Putting on our play in public space by its very nature also demanded a significant degree of inclusivity, resulting in further dialogue between the audience and actors. Without a velvet rope or the grandiose gold-leaf doors, spectators were free to come and go as they pleased. At one point, a security guard actually walked through the performance, presumably unaware that she was obstructing anything. She did not appear to knowingly break the illusion of performance, but even if she did, it was no matter. Her presence did not hinder the production but reinforced the constructedness of our theatre, stripping away any pretension to illusion, even lending some unexpected humor.

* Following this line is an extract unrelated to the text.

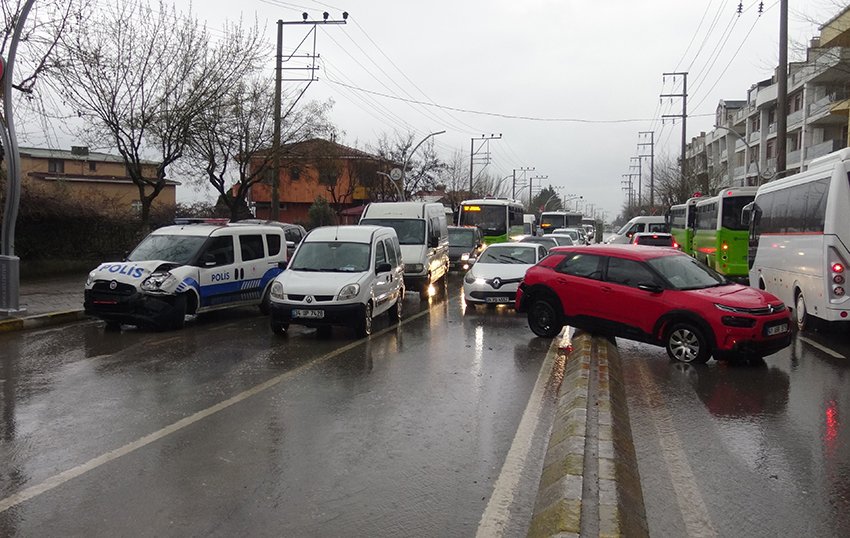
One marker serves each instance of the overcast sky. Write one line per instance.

It’s rare for me to perform in as public and open a venue as we did, and doing so raised questions of the protocols of public and private space. The function of a space determines what is and what is not appropriate behavior inside it. What happens when the notion of public and private in space is disrupted? Our ensemble found out first hand when we were kicked off of the courtyard lawn during a rehearsal because we were “damaging the grass.” The idea that a group of students were stopped while in pursuit of academic and creative expression because of the injury their footsteps might visit on the university’s lawns offers a glimpse into the politics of space and access, a matter that has been at the heart of theatre since the invention of purpose-built theaters and proscenium stages.
The process of crafting our performance of Antichrist has invited me reflect on the merits of preservation in theatre. Surely there is some import to meticulously following original performance practices with all of their complexities, in the manner of London’s Globe Theatre. For myself, I have found that the pleasure in this kind of theatre-makng tends to be of an intellectual and indulgent sort that abandons theatre’s most foundational qualities, namely, its intent to rouse and interrogate social, political, and existential conventions. Preservation in theater can, however, be usefully practiced as a means of integrating modes of performance from previous historical periods into the modern world in order to expand and enrich the production. That is to say, theatre is not bound to language or style, but to honest, specific, and original choices that stems from impulse, feeling, and dramaturgical work. This is the approach I feel our ensemble executed with our production of Antichrist. I wonder about how far our process might have gone, had we the time and resources to extend it further; still, what we were able to accomplish was suggestive and significant, providing insight about how new approaches to theatre can open unexpectedly accessible and inclusive avenues.